The latter, said Dikkers, is both a blessing and a curse. 


“It’s easier to share information when appropriate, but the documentation itself takes longer. The number of requirements by Medicare, Medicaid and insurance companies doubles time,” she explained.


But, for Dikkers, medical care is still largely about having conversations with patients on their best options.


“That’s an interesting thing I’ve seen change. The generation before me wanted doctors to tell them what to do. I learned you should talk with the patients about their options. Recommend, but they have to decide to do it,” she said.


In addition to her role with Cornerstone Family Practice, Dikkers is a diplomate in the American College of Osteopathic Family Physicians and medical director of the Guttenberg Care Center.
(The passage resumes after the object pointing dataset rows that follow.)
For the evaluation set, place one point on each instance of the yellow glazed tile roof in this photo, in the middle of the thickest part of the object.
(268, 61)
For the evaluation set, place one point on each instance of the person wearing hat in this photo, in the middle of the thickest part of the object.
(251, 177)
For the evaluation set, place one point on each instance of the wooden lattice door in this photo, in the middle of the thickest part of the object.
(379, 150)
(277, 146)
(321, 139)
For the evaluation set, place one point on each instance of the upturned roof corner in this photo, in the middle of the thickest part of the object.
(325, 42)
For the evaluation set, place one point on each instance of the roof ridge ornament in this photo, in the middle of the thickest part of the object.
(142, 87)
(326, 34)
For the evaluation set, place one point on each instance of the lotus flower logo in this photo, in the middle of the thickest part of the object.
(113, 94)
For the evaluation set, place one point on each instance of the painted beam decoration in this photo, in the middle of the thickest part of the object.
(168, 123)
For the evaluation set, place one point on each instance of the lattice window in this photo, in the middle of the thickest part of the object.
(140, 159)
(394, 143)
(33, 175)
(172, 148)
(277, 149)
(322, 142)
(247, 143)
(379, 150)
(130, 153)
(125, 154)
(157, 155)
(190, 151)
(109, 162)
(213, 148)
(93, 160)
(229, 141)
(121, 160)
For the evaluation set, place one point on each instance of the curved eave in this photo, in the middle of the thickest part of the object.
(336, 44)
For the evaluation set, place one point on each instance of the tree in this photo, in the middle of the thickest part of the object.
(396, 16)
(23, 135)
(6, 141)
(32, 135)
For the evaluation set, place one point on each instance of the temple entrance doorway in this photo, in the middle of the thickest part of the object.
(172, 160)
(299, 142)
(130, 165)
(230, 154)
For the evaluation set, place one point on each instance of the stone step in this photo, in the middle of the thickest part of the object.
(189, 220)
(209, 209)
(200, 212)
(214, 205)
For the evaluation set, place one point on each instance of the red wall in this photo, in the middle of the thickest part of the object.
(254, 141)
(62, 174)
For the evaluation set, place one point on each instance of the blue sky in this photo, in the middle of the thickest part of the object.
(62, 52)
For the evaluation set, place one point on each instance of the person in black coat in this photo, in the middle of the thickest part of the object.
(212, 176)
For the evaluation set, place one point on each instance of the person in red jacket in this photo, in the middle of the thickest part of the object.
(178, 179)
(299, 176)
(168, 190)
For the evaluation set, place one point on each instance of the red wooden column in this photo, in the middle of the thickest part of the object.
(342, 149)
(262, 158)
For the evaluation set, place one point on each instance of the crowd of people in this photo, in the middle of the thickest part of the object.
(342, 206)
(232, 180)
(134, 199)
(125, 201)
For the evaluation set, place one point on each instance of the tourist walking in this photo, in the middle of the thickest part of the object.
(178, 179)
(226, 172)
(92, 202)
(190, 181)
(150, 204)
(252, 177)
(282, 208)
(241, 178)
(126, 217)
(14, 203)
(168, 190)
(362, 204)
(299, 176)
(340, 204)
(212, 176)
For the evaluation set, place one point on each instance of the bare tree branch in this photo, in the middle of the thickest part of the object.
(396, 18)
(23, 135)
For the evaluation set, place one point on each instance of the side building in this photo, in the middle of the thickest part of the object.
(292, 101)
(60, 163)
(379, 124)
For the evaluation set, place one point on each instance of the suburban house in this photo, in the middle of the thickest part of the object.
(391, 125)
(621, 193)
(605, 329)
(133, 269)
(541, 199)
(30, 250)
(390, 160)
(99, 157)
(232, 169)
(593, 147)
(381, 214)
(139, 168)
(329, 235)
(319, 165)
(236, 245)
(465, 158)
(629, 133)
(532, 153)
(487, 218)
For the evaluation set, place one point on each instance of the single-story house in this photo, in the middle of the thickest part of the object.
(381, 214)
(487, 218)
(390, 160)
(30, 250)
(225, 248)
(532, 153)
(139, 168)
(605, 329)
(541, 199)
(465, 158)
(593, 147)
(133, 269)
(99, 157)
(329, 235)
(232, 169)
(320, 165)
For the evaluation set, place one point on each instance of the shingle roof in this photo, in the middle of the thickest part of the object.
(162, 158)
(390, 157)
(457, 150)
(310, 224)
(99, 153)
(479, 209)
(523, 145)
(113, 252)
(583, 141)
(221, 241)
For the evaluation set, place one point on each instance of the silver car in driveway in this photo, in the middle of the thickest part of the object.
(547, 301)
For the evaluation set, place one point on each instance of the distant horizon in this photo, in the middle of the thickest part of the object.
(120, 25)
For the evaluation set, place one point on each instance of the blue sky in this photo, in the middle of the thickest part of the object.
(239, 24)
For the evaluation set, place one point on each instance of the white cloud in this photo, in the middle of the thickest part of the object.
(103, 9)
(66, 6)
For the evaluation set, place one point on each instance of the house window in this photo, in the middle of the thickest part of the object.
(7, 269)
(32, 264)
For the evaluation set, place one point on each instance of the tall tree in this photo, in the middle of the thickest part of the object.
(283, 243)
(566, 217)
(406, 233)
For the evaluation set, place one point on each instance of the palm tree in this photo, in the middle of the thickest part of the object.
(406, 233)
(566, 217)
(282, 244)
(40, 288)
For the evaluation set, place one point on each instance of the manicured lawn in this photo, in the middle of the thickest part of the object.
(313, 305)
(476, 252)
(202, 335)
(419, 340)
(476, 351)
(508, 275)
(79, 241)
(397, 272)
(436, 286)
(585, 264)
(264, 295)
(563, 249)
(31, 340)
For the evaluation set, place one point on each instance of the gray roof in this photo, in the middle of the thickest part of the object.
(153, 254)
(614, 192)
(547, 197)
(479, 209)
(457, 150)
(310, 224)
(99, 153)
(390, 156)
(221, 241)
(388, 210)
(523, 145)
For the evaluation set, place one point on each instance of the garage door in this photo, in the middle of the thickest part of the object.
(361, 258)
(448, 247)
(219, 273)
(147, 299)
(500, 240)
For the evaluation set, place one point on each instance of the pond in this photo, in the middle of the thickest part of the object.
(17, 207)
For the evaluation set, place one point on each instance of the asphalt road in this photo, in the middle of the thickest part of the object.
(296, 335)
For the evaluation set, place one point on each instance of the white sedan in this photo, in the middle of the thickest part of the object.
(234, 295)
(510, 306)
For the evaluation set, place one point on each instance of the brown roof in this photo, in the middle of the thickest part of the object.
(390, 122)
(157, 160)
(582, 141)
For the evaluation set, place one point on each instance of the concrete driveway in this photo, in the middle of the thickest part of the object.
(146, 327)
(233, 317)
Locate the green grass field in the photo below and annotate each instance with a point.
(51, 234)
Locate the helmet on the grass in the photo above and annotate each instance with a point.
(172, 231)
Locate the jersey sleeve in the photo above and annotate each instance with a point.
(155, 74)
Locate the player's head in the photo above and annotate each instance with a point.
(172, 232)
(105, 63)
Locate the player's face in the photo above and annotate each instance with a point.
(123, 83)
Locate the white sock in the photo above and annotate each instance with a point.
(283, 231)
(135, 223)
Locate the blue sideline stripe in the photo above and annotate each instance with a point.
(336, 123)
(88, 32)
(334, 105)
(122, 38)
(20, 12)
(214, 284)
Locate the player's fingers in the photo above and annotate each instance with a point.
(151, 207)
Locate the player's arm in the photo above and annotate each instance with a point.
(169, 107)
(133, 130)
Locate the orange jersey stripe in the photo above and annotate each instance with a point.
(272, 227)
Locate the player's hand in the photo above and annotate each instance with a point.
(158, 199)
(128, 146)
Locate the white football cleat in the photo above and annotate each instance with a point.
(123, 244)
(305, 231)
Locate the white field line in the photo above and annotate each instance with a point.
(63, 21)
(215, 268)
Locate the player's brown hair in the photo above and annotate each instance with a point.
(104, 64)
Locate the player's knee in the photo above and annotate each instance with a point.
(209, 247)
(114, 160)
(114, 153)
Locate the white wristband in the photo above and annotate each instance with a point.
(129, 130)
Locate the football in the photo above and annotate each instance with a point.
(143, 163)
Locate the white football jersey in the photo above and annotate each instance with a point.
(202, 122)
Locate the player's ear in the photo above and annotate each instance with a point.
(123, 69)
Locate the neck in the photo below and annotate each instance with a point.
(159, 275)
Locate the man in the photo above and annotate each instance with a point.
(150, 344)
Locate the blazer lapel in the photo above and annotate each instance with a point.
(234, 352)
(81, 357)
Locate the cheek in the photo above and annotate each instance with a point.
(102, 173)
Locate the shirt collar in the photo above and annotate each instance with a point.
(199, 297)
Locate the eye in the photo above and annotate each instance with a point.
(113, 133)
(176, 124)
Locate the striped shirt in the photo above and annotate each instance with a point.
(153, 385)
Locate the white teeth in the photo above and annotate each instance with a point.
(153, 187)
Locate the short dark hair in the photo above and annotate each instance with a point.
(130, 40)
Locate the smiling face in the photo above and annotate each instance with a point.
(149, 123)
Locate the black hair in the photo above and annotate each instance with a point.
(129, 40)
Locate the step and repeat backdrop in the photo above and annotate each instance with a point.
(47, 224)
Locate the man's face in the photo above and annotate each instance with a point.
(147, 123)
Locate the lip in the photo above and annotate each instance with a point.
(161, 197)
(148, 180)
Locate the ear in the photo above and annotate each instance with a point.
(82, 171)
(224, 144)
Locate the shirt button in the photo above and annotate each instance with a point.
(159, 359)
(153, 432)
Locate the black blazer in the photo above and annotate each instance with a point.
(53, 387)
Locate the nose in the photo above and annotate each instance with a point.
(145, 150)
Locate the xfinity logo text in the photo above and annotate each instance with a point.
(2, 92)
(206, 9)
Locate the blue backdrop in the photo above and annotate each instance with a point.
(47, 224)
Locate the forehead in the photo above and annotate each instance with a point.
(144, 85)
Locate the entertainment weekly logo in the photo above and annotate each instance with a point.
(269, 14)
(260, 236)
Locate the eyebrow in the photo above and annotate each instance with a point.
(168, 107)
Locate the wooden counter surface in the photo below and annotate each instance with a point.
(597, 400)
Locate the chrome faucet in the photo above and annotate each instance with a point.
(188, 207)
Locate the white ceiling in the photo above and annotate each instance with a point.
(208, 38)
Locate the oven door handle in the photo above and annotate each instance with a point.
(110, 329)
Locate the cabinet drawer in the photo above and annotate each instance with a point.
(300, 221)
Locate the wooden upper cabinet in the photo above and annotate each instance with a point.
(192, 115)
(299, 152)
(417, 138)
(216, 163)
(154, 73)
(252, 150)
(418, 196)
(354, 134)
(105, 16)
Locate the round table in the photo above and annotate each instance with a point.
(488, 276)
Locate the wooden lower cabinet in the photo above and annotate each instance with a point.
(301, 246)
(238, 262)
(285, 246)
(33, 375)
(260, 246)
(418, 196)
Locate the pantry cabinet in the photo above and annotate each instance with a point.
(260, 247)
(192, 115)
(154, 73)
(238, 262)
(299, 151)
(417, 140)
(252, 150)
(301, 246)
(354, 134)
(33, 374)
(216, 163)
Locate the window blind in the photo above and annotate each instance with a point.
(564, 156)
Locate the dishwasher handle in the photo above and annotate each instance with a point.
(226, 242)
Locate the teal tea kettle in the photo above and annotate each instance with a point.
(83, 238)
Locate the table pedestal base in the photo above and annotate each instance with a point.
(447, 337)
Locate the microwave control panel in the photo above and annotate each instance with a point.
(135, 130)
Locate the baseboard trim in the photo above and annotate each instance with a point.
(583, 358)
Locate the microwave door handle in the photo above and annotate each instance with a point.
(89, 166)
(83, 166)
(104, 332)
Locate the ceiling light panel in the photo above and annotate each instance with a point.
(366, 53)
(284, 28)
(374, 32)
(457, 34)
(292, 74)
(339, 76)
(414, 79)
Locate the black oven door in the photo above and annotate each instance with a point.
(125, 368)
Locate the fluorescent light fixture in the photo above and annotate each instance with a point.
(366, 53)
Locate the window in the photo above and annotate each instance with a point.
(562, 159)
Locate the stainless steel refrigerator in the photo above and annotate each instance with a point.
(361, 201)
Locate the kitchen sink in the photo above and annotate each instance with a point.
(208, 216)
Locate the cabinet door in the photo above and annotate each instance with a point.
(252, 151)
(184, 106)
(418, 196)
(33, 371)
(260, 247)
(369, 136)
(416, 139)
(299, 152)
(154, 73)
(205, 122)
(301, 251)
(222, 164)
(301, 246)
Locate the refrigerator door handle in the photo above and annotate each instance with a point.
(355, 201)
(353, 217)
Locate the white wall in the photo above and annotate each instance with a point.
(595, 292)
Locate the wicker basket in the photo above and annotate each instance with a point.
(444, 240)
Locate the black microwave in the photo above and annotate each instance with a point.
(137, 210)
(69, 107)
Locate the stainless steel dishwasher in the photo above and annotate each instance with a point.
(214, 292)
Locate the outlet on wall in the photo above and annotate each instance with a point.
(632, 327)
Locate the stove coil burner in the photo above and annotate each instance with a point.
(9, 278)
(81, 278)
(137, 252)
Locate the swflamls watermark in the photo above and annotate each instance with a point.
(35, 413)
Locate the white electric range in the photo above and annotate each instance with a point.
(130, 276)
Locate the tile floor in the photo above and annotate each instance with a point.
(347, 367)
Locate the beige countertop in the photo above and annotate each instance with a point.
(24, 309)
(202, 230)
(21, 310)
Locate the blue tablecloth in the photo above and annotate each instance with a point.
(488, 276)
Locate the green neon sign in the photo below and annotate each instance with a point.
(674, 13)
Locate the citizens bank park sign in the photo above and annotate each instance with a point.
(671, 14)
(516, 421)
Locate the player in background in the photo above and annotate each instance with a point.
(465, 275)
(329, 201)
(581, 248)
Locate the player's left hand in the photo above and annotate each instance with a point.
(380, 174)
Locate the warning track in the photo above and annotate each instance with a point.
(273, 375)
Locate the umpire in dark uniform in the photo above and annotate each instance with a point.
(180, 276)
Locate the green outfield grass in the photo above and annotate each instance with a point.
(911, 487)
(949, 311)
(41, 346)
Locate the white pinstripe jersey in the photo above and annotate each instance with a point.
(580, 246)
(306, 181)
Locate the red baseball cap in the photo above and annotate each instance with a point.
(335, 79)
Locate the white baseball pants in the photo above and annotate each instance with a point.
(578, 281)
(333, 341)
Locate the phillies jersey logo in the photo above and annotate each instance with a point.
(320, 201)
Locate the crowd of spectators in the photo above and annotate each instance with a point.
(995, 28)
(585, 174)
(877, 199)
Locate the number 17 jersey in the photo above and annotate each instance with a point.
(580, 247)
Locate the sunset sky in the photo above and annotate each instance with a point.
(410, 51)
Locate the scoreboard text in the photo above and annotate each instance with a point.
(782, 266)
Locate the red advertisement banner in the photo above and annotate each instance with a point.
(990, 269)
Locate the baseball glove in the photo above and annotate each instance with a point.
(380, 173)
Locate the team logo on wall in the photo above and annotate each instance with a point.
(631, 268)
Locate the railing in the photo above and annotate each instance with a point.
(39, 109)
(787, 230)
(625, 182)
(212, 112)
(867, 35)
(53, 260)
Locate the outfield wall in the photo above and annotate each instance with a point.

She’s also served on the Clayton County Board of Health for over 15 years, and is currently the chairperson.


The board is made up of volunteers who are appointed by the Clayton County Board of Supervisors.


“It’s a good group, and we all bring a different perspective, which is important. We keep an open mind when topics come up,” Dikkers said.


Dikkers noted many in the community didn’t know she served on the board of health until the onset of the COVID-19 pandemic. Then, she and group were not only thrust into important decisions to keep county residents safe, but she had to communicate the latest news through an often weekly press release.


According to Dikkers, medical professionals had discussed the potential of a pandemic since 2010. Pandemics usually come around every 100 years, and the latest was in 1918.


But she—and others—didn’t expect the multi-faceted impact of COVID-19.


“It’s been exhausting in so many different ways. Treating the disease itself is the easy part. The bigger challenge was fighting misinformation. That made our jobs harder,” Dikkers said.


The other piece that made it difficult was that mental and physical exhaustion prompted many people to leave the medical world. That was at the same time as the Baby Boomers were retiring, leading to shortages of providers, nurses and other staff, noted Dikkers.


She acknowledged some aspects of the pandemic were rewarding: new technology helped medical professionals save lives, people came together to help patients who were critically ill and companies worked in concert to develop vaccines. Even insurance companies eased restrictions on where patients could be transferred.


“People came together for a common goal. And we learned a lot—that we can take on anything,” Dikkers said. “Now, in a lot of ways, we’re back to normal.”


Moving forward, Dikkers hopes others find rural medicine as rewarding as it’s been for her.


“In a rural community, you can see the difference you’re making and be part of that community,” Dikkers said. You have more autonomy and direct patient care—“less like a cog in a wheel than you might feel in a larger city or institution.”


She compared a community to the human body.


“The human body is an incredible thing. You eat your supper and your body is able to turn that into bone, blood, fingernails. Everything has its place. It’s the same in a community,” Dikkers explained. “It takes all of us to make it work. A community without medical care doesn’t thrive. I hope to keep the rural area thriving.”


Dikkers feels that even more as a primary care provider. While some medical professionals are involved with patients for a short time, she sees the whole journey.


“I’m not just a bystander or observer who never knows how the story ends,” she said. “You work with newborns, children, young adults, adults, the elderly. That’s what makes it challenging. There’s not much chance of getting bored.”


From one day to the next, Dikkers could help someone with a broken hand, sew up a laceration, treat a child with strep or an individual with diabetes, complete a student physical or talk with a 90 year old about hospice. 


“I enjoy doing all of it,” she said. “Even the days when you have to give bad news, it’s good to be there and help them navigate through those challenges. There’s satisfaction in helping people through the tough times and being able to give back in meaningful ways.”